I made a template, stuck it on my calendar and just locked it in.
1 hour, location locked, scheduled out every week the Sunday in advance.
If it makes it onto my calendar – it’s a non-negotiable.
Optimizing for optionality often just gets you options. It doesn’t always help you make progress. At some point you have to make priorities and make a call.
Don’t get me wrong – I wasn’t a gym degenerate before, but when it’s not on my calendar – it’s considered negotiable. And when conflicts come up – the things that up for negotiating – get negotiated.
Not any more.
When it’s on my schedule – it happens.
This simple thing literally doubled my productivity. No more time spent on decisions. If it makes it onto my calendar – it’s already decided.
You can’t book me out on calls. You can’t schedule over it. It’s locked in stone and it’s going to happen.
“Sorry, I’m busy.”
It makes everything else easier. All I have to do is show up (which leads to the next point).
I Stopped Programming My Own Workouts
I stopped programming my own workouts.
This always annoyed me a bit – probably something to do with my own obnoxious ego – but if Michael Jordan had coaches – I guess I can too.
I started to realize this year that while I can program my own stuff – it’s not ideal for a few reasons:
1) My programming something means I’m going to default leaning towards stuff I’m comfortable with or already good at.
2) I’m good at programming. It’s not the best use of my personal time.
3) Programming my own stuff not only means I have to do the workout, but I have to think it up. This is probably my single biggest killer of compliance. I’m great at coming up with my own plan. I’m great at executing a specific plan. If I have to do both, I fall apart.
The amount of mental overhead that I have to deal with with running IMPOSSIBLE, my other companies, and advising several others means that while I can program my own workouts, I’m already deciding a lot of things that take up mental energy.

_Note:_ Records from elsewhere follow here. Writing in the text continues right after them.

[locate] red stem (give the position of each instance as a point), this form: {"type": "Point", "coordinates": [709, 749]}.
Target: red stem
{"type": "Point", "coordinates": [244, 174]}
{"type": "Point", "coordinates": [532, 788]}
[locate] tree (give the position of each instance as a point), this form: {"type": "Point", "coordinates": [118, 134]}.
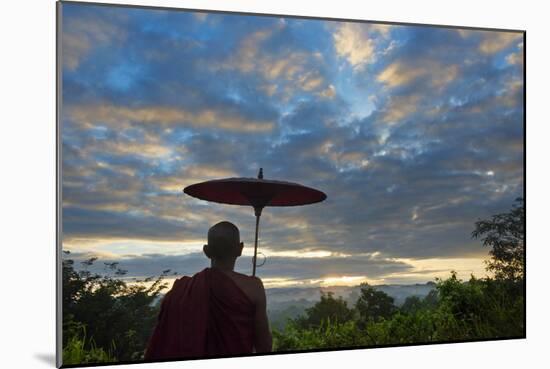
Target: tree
{"type": "Point", "coordinates": [117, 317]}
{"type": "Point", "coordinates": [411, 305]}
{"type": "Point", "coordinates": [373, 304]}
{"type": "Point", "coordinates": [505, 234]}
{"type": "Point", "coordinates": [327, 309]}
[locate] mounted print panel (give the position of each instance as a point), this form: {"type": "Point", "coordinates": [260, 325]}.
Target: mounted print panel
{"type": "Point", "coordinates": [235, 184]}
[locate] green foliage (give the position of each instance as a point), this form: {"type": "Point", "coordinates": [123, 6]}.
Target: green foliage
{"type": "Point", "coordinates": [117, 316]}
{"type": "Point", "coordinates": [505, 234]}
{"type": "Point", "coordinates": [373, 304]}
{"type": "Point", "coordinates": [454, 311]}
{"type": "Point", "coordinates": [327, 309]}
{"type": "Point", "coordinates": [79, 350]}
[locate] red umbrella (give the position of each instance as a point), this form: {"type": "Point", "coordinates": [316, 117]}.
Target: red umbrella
{"type": "Point", "coordinates": [255, 192]}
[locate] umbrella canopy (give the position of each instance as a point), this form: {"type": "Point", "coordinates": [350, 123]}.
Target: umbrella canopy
{"type": "Point", "coordinates": [255, 192]}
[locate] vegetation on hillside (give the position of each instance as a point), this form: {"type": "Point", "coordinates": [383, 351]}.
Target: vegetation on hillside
{"type": "Point", "coordinates": [106, 319]}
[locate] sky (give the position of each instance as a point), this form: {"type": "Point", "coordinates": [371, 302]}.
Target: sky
{"type": "Point", "coordinates": [413, 132]}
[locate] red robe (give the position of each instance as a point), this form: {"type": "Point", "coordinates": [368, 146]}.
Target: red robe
{"type": "Point", "coordinates": [204, 315]}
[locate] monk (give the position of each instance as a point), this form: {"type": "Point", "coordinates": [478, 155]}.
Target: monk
{"type": "Point", "coordinates": [217, 312]}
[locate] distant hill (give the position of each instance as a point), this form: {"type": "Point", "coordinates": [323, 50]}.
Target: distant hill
{"type": "Point", "coordinates": [289, 302]}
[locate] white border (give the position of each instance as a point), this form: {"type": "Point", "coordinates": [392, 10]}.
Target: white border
{"type": "Point", "coordinates": [27, 187]}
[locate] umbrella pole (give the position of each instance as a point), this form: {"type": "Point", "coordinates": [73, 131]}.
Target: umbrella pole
{"type": "Point", "coordinates": [258, 213]}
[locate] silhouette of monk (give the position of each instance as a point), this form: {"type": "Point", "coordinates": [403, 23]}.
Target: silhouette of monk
{"type": "Point", "coordinates": [217, 312]}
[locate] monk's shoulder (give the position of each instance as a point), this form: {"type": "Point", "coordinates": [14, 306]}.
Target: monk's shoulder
{"type": "Point", "coordinates": [252, 285]}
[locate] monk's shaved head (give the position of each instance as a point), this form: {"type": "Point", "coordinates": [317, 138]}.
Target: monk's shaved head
{"type": "Point", "coordinates": [223, 241]}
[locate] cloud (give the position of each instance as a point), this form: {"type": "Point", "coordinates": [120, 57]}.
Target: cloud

- I lean towards stuff I’m comfortable with or already good at.
- Programming my own stuff means I not only have to do it, but I also have to think it up.

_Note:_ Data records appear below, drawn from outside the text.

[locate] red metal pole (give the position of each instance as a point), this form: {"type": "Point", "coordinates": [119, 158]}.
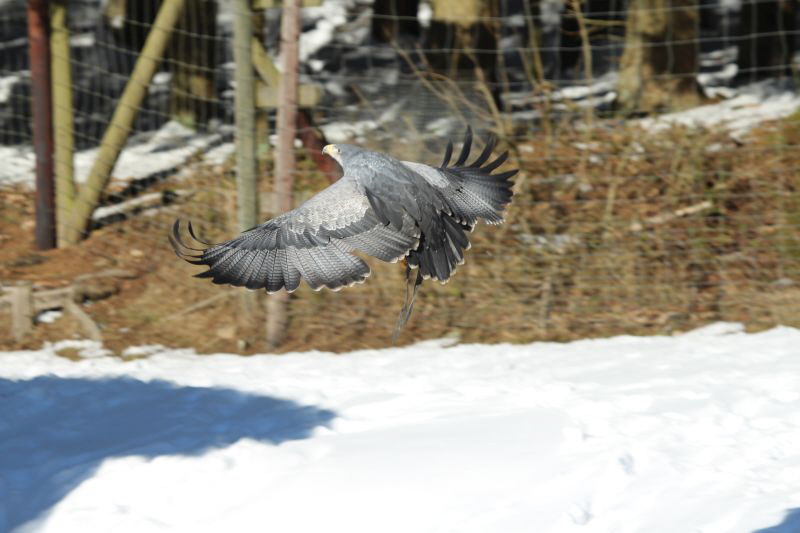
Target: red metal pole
{"type": "Point", "coordinates": [42, 121]}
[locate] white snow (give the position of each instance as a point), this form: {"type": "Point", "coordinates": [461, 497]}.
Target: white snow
{"type": "Point", "coordinates": [698, 432]}
{"type": "Point", "coordinates": [167, 148]}
{"type": "Point", "coordinates": [737, 114]}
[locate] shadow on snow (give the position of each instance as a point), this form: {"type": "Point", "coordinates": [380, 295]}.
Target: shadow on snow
{"type": "Point", "coordinates": [54, 432]}
{"type": "Point", "coordinates": [790, 524]}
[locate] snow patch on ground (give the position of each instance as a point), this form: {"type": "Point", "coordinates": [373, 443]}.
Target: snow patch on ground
{"type": "Point", "coordinates": [737, 114]}
{"type": "Point", "coordinates": [168, 148]}
{"type": "Point", "coordinates": [693, 432]}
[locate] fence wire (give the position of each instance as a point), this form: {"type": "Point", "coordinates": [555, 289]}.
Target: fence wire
{"type": "Point", "coordinates": [657, 143]}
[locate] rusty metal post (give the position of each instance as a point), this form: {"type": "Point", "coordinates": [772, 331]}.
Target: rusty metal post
{"type": "Point", "coordinates": [42, 110]}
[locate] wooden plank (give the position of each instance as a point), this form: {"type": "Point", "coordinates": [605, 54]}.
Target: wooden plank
{"type": "Point", "coordinates": [117, 132]}
{"type": "Point", "coordinates": [267, 97]}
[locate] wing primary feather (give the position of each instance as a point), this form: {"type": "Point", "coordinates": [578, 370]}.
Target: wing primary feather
{"type": "Point", "coordinates": [462, 158]}
{"type": "Point", "coordinates": [496, 163]}
{"type": "Point", "coordinates": [195, 237]}
{"type": "Point", "coordinates": [448, 153]}
{"type": "Point", "coordinates": [487, 151]}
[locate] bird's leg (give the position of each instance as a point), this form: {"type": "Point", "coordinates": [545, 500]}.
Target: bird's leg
{"type": "Point", "coordinates": [412, 284]}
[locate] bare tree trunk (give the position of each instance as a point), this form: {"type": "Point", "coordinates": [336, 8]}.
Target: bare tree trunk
{"type": "Point", "coordinates": [767, 35]}
{"type": "Point", "coordinates": [658, 68]}
{"type": "Point", "coordinates": [462, 37]}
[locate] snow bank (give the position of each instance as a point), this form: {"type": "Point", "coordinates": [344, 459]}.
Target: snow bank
{"type": "Point", "coordinates": [697, 432]}
{"type": "Point", "coordinates": [168, 148]}
{"type": "Point", "coordinates": [737, 114]}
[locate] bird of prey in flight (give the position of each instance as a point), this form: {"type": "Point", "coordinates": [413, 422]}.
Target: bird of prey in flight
{"type": "Point", "coordinates": [381, 207]}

This is like a reverse habit trigger. Instead of forcing me to do the habit. It’s an unnecessary obstacle in the way.
Again, this wasn’t 100% of the time, but having to program your own workout is just another weight on the “just do something else” side of the coin rather than the “suck it up and make it happen.”
I Started Showing Up For Classes
This surprised me. I don’t think of myself as a ‘class’ guy – they bring to mind scenes like this:
That said, this was helpful.
I workout at a performance gym in Austin. Think of it like a Crossfit gym minus the Crossfit®. 🙂
But the classes give me a focus. When I walk in, I don’t really socialize, I don’t chit-chat. I don’t bring my phone. talk.

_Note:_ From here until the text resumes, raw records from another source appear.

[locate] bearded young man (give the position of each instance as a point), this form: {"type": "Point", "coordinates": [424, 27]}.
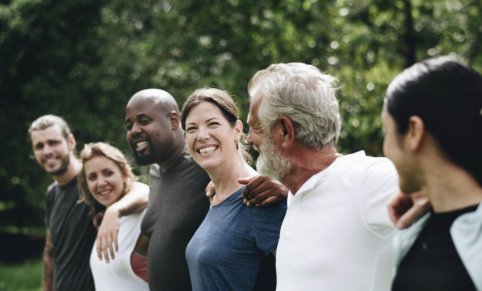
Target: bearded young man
{"type": "Point", "coordinates": [70, 231]}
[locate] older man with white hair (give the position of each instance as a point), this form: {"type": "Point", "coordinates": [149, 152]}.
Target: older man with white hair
{"type": "Point", "coordinates": [337, 234]}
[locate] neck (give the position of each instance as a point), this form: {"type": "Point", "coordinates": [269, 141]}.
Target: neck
{"type": "Point", "coordinates": [450, 187]}
{"type": "Point", "coordinates": [72, 171]}
{"type": "Point", "coordinates": [225, 178]}
{"type": "Point", "coordinates": [176, 152]}
{"type": "Point", "coordinates": [307, 162]}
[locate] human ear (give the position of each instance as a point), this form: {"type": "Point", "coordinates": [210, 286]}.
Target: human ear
{"type": "Point", "coordinates": [174, 119]}
{"type": "Point", "coordinates": [239, 128]}
{"type": "Point", "coordinates": [71, 142]}
{"type": "Point", "coordinates": [288, 130]}
{"type": "Point", "coordinates": [416, 132]}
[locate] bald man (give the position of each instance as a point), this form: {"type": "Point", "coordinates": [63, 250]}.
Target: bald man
{"type": "Point", "coordinates": [177, 204]}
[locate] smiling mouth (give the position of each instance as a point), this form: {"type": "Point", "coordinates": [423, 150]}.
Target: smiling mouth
{"type": "Point", "coordinates": [141, 146]}
{"type": "Point", "coordinates": [207, 150]}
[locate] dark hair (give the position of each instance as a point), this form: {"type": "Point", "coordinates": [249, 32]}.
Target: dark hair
{"type": "Point", "coordinates": [221, 99]}
{"type": "Point", "coordinates": [46, 121]}
{"type": "Point", "coordinates": [447, 96]}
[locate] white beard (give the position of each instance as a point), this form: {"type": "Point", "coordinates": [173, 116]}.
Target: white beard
{"type": "Point", "coordinates": [271, 163]}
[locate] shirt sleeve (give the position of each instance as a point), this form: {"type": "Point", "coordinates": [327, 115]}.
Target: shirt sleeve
{"type": "Point", "coordinates": [266, 223]}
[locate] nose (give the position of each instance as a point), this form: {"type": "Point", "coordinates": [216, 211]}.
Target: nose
{"type": "Point", "coordinates": [203, 134]}
{"type": "Point", "coordinates": [249, 137]}
{"type": "Point", "coordinates": [101, 181]}
{"type": "Point", "coordinates": [47, 150]}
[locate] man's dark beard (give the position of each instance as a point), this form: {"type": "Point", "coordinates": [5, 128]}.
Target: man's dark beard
{"type": "Point", "coordinates": [63, 168]}
{"type": "Point", "coordinates": [143, 160]}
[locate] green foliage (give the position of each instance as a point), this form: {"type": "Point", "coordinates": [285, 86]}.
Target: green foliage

When I show up – it’s time to do work and not focus on the external bullsht. A chance to turn off my brain for at least an hour / day and put my body to work.
For those worried about working out in a pandemic: It’s 15,000 sq ft and I’m about as far away from other people as you can get in a gym.
An added benefit of the classes is that the programming has a whole bunch of things I don’t like and am bad at. In fact, I think they’re programming all front squats to laugh at me. It’s good for me even if I don’t like it.
Showing up for a class means I have even more reason to 1) put it on my schedule 2) be accountable to a coach (burpees if you’re late) and 3) focus on just doing the work rather than messing around and turning a training session into twice as long and half as effective as it needs to be.
I still sneak into open gyms when I can (15,000ft of Open Space to myself is pretty dope), but classes keep me honest.
How to be more consistent
Okay – so you made it this far. This is about the time that I’ll get an email back saying “but I don’t like to workout.”
It makes you a better person and you learn things from pushing yourself that you can never learn by reading a blog post.
That said – even if your main priority isn’t a workout – you can take this and apply it to damn near everything.
- Get a plan.
- Make explicit time for it.
- Be accountable.
That’s it. That’s the strategy.
Now stop making excuses. Go find something on your impossible list and do it.